9 de dezembro de 2011. É meu último dia em Oracabessa. Peço para o breakfast a apimentada omelete de calalou (uma verdura amarga como folha de mostarda) com suco de laranja. Completo com um bule de Blue Mountain, que Ian Fleming chamava de “o melhor café do mundo”.

O Caranguejo de Ferro pegou o Comandante em 12 de agosto de 1964, aos 56 anos. Um enfarto o derrubou no aniversário do seu filho Casper, em Canterbury, 88 km a leste de Londres. Suas últimas palavras foram pedidos de desculpas aos enfermeiros que o atenderam, pelo inconveniente. Morreu no momento em que seu espião virava mania planetária.

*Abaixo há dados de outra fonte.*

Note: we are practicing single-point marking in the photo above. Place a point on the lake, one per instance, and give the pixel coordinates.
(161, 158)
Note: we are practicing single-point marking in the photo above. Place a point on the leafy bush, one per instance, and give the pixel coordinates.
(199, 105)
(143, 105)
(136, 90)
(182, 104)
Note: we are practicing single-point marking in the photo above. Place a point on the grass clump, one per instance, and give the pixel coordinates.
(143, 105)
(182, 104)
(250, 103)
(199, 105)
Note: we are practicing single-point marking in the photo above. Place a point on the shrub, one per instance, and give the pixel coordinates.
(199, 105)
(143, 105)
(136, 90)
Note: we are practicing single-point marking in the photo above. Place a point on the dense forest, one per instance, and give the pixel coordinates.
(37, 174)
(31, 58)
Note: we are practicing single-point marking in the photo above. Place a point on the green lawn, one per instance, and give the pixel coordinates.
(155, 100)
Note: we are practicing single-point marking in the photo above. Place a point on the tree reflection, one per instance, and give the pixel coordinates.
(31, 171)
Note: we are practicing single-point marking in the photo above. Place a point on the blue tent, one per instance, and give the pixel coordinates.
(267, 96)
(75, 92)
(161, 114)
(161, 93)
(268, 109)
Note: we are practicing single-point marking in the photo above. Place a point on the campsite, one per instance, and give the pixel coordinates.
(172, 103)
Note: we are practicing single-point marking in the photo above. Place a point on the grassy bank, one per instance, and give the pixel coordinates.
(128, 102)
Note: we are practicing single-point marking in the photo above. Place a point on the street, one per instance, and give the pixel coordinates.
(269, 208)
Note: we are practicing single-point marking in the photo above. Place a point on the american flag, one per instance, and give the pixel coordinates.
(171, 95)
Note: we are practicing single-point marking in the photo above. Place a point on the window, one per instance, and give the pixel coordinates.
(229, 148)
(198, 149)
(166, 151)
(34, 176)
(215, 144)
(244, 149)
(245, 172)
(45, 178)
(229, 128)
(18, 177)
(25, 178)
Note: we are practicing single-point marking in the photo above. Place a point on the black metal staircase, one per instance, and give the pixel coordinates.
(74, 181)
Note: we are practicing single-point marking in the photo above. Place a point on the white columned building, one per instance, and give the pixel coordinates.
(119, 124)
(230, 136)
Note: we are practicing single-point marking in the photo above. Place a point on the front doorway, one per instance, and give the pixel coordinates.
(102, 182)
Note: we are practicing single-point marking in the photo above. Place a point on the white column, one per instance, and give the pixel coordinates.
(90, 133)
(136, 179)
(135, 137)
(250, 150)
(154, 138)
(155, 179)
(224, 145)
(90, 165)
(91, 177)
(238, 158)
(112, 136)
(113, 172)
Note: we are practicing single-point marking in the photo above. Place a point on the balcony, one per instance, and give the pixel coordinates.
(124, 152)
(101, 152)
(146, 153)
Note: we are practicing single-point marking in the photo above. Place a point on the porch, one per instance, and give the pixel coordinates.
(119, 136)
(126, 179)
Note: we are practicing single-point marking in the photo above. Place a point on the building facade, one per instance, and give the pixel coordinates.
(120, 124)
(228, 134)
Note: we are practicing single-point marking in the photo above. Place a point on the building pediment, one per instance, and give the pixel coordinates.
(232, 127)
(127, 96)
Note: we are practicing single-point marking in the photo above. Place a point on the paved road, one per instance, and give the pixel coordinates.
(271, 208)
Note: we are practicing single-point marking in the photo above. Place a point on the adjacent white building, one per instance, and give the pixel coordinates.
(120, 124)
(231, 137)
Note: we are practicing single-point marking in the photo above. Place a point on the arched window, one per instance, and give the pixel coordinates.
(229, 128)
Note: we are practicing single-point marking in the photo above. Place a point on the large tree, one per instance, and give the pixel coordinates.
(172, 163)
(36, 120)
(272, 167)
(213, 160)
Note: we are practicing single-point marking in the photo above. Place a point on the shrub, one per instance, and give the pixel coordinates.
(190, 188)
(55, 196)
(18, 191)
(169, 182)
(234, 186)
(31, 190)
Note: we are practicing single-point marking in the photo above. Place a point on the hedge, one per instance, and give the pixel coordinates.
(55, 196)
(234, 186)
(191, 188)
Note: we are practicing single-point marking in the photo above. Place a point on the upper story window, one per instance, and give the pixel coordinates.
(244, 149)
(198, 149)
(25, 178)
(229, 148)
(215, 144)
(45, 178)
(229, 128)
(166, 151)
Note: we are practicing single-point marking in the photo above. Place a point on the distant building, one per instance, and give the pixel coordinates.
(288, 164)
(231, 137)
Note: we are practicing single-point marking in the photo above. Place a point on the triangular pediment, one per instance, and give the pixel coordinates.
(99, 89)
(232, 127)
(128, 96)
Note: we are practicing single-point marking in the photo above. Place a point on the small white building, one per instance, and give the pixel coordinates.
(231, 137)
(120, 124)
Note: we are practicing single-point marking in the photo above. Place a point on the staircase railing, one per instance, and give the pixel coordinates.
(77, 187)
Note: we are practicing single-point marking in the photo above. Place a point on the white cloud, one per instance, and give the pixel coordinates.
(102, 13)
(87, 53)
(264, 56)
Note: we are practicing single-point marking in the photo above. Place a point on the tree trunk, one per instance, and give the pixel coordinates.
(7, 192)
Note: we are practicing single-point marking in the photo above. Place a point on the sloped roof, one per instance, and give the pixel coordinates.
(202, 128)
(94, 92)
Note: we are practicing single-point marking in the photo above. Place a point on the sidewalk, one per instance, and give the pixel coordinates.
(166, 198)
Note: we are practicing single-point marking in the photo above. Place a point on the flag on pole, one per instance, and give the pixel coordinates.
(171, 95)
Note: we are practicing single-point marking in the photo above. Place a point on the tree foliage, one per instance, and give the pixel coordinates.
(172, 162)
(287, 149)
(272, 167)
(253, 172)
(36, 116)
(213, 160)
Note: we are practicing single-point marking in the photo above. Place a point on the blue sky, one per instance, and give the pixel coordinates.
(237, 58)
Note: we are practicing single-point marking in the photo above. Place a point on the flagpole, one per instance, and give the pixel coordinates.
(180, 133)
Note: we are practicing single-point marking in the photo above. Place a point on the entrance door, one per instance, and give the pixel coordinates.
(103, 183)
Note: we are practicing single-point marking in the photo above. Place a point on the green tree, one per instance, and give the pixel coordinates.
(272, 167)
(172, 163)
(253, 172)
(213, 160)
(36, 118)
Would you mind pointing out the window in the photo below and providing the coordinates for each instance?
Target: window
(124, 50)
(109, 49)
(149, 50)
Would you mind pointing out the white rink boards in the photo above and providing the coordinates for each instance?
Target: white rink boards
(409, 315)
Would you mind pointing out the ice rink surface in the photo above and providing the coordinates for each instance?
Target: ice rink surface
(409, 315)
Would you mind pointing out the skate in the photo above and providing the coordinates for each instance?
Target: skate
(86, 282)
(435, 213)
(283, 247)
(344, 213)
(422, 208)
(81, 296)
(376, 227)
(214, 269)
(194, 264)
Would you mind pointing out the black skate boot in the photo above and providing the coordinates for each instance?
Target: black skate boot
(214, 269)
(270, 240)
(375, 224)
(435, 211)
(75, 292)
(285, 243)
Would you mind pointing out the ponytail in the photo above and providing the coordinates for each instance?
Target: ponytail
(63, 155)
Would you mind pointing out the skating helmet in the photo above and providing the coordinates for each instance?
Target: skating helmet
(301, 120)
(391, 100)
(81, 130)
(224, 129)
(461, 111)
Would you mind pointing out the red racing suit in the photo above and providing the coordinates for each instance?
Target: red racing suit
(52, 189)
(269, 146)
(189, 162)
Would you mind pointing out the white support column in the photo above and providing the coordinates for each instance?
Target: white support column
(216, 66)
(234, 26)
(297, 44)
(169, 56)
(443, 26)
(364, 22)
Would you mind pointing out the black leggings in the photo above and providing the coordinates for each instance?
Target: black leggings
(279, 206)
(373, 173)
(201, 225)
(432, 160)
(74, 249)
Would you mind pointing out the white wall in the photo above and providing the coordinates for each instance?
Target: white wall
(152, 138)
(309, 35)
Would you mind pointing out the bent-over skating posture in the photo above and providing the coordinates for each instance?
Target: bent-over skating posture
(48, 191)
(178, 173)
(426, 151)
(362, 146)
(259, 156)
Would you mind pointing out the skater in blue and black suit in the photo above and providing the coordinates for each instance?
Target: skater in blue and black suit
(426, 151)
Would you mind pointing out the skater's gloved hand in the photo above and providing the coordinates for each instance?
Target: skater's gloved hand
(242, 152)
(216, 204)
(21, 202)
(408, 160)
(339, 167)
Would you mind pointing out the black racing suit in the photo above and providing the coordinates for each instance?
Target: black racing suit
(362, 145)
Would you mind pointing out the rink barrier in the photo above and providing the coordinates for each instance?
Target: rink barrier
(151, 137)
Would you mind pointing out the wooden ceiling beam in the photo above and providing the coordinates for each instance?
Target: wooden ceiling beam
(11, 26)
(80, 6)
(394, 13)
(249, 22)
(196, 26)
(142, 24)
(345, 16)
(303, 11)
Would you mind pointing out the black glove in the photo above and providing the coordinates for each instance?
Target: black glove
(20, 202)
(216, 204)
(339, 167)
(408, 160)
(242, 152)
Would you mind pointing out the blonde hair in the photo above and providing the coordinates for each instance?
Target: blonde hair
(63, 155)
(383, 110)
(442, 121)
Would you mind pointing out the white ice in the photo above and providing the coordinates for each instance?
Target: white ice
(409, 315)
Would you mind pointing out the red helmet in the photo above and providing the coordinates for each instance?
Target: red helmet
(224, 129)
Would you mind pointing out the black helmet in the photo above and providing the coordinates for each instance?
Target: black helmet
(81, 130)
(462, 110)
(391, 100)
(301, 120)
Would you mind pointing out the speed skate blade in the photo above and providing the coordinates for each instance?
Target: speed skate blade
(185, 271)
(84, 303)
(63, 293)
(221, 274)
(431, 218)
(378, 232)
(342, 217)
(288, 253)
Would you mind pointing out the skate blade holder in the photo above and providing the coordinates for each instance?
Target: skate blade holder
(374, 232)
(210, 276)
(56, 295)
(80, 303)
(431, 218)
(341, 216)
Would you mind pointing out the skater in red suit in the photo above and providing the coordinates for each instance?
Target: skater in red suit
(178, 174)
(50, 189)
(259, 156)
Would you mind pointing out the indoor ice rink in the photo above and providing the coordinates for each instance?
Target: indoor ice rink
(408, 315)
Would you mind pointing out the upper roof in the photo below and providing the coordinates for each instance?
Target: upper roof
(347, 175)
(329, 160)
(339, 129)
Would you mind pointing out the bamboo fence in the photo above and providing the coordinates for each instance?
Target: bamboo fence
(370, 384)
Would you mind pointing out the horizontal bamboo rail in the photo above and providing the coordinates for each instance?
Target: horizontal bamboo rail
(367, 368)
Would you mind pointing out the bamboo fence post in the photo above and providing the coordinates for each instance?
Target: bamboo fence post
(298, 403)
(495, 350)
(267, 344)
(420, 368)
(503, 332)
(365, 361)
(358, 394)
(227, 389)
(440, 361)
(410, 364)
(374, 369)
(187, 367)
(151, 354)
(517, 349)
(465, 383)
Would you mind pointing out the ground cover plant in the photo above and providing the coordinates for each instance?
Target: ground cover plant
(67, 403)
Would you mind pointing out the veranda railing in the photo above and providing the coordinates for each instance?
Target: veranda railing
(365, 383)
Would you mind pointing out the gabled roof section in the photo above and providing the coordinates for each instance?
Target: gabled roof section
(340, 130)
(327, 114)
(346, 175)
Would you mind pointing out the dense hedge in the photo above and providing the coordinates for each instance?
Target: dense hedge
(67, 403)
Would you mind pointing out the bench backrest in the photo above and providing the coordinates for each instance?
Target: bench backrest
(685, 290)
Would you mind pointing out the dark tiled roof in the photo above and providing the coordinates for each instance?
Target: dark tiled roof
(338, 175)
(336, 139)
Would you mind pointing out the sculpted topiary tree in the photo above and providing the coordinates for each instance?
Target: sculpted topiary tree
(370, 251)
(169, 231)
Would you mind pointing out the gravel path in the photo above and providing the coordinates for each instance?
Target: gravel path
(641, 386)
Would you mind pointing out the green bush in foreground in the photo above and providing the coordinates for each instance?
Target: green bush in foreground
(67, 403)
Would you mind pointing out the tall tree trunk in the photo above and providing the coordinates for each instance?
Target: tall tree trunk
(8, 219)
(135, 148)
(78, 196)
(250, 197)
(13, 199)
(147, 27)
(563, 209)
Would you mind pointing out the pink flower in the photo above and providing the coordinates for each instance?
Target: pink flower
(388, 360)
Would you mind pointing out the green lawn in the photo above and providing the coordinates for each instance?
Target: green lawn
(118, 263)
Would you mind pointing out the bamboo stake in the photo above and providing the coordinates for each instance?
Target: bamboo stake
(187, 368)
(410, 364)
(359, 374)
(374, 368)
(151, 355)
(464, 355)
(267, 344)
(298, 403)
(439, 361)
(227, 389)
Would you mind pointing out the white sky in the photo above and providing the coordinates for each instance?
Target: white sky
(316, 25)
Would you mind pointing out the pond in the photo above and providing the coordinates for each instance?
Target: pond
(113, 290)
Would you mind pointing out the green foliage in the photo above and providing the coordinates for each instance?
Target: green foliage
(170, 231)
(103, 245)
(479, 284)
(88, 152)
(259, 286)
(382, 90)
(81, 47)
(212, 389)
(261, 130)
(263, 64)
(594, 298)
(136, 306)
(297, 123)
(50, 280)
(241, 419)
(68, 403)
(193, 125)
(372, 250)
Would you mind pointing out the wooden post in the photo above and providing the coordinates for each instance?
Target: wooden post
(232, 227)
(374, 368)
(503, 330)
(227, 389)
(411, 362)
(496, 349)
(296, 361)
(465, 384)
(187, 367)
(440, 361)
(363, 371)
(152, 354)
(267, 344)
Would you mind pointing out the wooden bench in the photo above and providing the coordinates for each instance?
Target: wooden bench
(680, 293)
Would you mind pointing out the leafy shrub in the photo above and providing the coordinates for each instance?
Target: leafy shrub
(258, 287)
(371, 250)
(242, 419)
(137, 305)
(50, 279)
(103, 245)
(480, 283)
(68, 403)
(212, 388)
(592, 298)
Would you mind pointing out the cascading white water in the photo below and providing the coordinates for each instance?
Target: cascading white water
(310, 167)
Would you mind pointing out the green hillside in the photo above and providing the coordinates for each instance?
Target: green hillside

Quando estou na segunda xícara de Blue Mountain, o garçom aparece com um senhor negro de olhos azuis muito claros. É Ramsey Dacosta, o mesmo rapaz que cuidava do jardim no dia em que James Bond nasceu. Aos 75 anos, ele continua jardineiro do resort.

Ramsey é a última das testemunhas vivas do que acontecia em Goldeneye naqueles agitados janeiros e fevereiros. Trata o ex-patrão como “the Commander”. Diz que durante o “período colonial”, empregados como ele não tinham nenhuma intimidade com os donos da casa.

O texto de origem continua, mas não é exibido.